Thanks @lcomm, I think I need to read this a few times, memorise it, read a few books, and then one day, a few years later… when I am standing in the grocery store, in front of the cheese section and trying to decide what kind of cheese should I buy: cheddar or brie ??? AND THEN it suddenly clicks what you have meant here :) … as it usually happens with these kind of things :) thanks for the answer, I keep coming back to it and make it my mantra.



But you mean, that if you want to calculate anything by using the posterior samples then you can do that and that will be ok, no matter how many non-identifiable components are there. How often the chain jumps over “to the other ordering”, etc… when it comes to expectation values computed using the posterior, all this identification business does not matter, do I understand this correctly ?



Also an extremely obviously “the answer is no” type of question :

Would it be possible to sample from a continuous distribution in Stan (say uniform, say the variable is called X), and then put an IF into the log likelihood function. If x<0 then the log likelihood (LLH) is described by Y_1 distribution. If x>0 then the LLH is described by the Y_2 function. Would this not mean that part of the variables are sampled as simple coin flips, while others are sampled according to the actually selected values of X.

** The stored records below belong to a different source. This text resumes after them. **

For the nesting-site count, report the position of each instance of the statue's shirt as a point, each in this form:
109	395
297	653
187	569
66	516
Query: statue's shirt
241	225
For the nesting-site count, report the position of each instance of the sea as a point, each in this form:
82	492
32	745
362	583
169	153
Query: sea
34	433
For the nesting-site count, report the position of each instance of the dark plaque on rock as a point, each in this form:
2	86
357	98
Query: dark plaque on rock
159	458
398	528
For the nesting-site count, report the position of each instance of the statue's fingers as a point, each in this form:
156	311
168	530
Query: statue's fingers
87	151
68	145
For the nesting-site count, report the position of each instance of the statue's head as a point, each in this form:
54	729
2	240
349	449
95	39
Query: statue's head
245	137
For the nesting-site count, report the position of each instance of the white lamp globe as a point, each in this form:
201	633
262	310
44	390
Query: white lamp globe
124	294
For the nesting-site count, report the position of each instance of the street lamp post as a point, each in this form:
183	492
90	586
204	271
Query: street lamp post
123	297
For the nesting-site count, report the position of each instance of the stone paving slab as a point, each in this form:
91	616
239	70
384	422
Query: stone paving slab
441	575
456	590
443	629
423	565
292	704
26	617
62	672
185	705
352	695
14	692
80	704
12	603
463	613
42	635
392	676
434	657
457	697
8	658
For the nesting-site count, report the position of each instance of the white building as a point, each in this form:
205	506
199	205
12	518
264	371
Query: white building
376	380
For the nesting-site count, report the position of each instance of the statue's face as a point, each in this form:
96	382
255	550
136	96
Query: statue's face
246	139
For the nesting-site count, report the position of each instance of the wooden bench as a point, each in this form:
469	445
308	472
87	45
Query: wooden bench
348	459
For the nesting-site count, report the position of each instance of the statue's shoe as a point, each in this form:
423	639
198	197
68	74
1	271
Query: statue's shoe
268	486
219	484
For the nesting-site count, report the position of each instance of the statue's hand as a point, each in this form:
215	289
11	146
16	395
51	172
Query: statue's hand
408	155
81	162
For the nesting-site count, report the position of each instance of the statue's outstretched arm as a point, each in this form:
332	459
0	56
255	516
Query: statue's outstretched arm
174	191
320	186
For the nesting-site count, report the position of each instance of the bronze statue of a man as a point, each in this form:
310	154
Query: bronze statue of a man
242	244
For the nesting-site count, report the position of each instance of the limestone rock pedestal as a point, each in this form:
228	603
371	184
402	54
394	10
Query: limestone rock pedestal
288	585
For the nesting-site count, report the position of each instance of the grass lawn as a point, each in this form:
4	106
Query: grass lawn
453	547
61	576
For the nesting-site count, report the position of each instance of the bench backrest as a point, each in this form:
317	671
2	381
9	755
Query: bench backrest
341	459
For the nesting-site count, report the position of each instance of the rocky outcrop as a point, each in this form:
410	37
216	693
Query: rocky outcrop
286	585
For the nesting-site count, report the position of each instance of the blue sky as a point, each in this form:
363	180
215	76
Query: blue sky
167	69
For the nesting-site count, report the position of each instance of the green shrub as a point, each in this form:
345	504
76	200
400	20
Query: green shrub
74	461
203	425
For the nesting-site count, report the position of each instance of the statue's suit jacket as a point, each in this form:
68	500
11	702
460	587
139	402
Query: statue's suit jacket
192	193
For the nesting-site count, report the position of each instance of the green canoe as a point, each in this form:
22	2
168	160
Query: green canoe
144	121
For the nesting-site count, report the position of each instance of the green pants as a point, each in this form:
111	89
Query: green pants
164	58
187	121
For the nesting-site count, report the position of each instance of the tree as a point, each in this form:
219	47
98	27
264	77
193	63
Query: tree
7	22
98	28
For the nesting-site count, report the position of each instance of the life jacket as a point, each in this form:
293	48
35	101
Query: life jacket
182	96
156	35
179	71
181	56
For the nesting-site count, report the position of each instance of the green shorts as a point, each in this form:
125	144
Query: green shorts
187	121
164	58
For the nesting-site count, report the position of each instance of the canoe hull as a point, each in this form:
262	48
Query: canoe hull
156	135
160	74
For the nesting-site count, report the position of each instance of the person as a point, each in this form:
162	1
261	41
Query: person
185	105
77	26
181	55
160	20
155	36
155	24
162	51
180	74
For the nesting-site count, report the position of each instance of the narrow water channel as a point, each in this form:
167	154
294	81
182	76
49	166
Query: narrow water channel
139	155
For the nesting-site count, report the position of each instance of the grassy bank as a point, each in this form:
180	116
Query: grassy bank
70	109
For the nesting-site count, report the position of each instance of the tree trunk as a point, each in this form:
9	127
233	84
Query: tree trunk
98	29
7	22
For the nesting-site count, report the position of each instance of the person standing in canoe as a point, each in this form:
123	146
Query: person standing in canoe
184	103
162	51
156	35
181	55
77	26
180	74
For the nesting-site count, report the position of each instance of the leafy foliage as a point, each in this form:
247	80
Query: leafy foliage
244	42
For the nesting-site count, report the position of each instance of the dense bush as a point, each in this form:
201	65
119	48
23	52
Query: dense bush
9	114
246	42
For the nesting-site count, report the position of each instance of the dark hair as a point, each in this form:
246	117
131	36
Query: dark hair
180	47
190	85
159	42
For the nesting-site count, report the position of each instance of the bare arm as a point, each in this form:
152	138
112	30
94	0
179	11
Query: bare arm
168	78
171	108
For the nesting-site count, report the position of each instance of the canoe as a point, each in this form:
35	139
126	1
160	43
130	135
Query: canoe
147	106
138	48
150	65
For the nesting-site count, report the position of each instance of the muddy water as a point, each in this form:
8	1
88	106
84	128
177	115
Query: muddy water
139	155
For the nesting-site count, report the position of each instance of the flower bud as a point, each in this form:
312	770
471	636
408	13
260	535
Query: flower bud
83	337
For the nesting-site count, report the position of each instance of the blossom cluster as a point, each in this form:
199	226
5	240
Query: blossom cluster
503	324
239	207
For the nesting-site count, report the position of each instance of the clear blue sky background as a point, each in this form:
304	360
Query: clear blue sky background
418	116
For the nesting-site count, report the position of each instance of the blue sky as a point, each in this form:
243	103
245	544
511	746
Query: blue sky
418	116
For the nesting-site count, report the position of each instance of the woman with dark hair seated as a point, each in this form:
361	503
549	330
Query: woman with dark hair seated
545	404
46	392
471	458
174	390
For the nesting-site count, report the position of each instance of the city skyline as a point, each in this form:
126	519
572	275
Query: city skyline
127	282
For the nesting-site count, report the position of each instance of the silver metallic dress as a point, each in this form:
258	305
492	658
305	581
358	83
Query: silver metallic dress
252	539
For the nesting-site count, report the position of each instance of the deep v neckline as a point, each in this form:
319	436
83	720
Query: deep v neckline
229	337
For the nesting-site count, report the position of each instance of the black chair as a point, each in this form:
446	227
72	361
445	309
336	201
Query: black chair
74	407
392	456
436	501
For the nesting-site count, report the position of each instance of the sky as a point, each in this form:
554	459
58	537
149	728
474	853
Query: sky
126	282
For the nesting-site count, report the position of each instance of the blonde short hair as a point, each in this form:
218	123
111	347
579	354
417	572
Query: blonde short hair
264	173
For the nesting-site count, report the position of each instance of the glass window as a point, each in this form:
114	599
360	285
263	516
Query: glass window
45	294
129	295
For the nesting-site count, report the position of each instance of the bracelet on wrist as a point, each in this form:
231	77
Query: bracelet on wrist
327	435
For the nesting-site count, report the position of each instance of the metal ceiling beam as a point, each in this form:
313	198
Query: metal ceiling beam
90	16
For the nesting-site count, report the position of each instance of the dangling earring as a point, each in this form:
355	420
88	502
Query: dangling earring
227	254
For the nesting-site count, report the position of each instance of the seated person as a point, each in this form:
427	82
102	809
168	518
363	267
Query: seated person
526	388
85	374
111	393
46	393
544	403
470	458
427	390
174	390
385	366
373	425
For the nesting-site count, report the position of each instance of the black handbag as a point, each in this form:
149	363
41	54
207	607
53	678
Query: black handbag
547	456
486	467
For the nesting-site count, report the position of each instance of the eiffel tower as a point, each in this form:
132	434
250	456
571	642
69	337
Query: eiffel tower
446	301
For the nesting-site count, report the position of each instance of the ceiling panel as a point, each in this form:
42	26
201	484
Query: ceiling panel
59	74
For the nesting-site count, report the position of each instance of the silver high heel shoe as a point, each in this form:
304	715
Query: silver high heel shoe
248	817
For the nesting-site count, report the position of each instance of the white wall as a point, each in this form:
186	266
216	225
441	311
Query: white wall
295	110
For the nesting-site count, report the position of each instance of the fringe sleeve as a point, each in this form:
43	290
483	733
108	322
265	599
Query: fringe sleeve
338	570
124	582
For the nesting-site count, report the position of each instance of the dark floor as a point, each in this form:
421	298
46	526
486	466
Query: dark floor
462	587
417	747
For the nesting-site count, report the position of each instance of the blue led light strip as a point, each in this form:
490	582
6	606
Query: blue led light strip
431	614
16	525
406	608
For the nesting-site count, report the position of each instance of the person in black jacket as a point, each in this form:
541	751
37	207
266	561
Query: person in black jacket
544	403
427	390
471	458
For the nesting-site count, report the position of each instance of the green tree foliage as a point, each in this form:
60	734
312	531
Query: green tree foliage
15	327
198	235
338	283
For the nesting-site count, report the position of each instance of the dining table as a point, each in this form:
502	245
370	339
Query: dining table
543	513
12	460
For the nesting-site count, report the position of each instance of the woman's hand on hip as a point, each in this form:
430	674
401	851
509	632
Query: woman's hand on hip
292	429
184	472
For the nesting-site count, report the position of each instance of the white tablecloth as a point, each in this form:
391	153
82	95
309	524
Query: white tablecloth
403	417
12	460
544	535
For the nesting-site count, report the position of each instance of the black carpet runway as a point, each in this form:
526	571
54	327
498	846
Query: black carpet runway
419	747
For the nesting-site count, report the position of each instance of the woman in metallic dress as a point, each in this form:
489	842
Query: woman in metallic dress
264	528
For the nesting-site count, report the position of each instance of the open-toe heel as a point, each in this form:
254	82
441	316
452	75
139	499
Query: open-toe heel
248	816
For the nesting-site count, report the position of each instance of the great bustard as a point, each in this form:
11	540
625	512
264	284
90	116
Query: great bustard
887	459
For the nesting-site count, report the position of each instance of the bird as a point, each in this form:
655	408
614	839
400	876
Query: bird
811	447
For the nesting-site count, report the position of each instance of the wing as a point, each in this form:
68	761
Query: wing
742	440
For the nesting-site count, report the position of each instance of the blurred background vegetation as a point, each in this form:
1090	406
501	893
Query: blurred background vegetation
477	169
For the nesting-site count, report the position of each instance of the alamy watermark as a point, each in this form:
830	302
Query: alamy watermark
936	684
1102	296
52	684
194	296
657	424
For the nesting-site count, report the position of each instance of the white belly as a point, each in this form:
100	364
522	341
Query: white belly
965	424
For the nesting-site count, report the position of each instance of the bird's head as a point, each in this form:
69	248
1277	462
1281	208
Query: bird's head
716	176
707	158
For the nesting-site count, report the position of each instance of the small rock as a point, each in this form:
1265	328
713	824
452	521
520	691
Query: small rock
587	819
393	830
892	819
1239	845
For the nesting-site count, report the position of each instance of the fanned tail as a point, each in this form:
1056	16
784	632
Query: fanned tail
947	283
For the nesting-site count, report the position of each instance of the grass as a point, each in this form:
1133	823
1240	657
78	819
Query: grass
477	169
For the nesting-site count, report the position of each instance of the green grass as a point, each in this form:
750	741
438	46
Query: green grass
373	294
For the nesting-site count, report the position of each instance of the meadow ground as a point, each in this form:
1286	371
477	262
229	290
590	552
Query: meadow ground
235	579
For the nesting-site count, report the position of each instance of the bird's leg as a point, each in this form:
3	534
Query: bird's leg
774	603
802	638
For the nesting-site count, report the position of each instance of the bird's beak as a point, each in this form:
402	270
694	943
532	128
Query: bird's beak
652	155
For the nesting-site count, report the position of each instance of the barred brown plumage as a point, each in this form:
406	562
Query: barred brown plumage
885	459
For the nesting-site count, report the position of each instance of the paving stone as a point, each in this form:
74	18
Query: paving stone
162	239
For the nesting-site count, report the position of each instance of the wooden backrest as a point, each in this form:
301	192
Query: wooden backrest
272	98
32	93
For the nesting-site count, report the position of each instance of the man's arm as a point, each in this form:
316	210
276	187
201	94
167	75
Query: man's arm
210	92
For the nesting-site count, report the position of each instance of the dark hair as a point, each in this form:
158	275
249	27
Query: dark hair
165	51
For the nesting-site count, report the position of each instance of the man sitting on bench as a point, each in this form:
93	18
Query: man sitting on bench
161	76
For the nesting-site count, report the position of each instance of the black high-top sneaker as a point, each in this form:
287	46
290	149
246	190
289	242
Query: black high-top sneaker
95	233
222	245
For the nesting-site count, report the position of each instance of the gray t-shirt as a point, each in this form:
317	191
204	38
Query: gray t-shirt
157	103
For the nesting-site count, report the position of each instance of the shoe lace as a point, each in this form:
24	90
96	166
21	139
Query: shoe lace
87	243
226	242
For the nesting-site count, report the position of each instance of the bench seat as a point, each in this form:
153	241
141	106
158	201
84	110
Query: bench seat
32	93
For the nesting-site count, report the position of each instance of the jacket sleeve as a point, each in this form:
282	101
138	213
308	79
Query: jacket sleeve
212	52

Would this approach work with Stan ?



The answer is no. It breaks differentiability.

Also, sometimes it is hard to marginalize out discrete variables. Sometimes really hard - think of the Tweedie likelihood (or, compound gamma - I think).

1 Like


Many thanks @Max_Mantei !



How often the chain jumps over “to the other ordering”, etc… when it comes to expectation values computed using the posterior, all this identification business does not matter, do I understand this correctly ?

I might not be understanding you correctly, but it sounds like you are describing the label switching problem, which I tend not to encounter much in my own research. Either I am using informative priors (which fix the category interpretations) or there is some other way for me to tell the latent categories apart.

My favorite (non-Stan) paper that views mixture components as potentially scientifically interpretable is Schwartz, Li, and Mealli in JASA (2011). I particularly like their application with latent compliance clusters.



Hi again,

Just a quick general comment - food for thought - nothing really searious - just “dreaming”/“playing around with some strange ideas”. The only purpose of this post is to be a spark for reaching new level of understanding of ML, maybe, perhaps, who knows, I do not promise anything :) enjoy !

This whole marginalization/hidden parameter business is a pretty big deal imho -> when it comes to creating fast ML solutions

I came to this intuition when I came up with a hypothetical machine vision algorithm that would use Stan and would outperform deep networks in situations when only 0.1% of the samples is labeled ( as in real life) - i.e. deep networks cannot (yet?) do semi supervised learning, Stan can, easily.

I came to the intuitive "conclusion) that this kind of marginalization over hidden parameters is where the devil is.

Ok, if this makes zero sense then that is ok. I am not stating anything, I wrote this down because these few thoughts might inspire someone to reach new aha moments.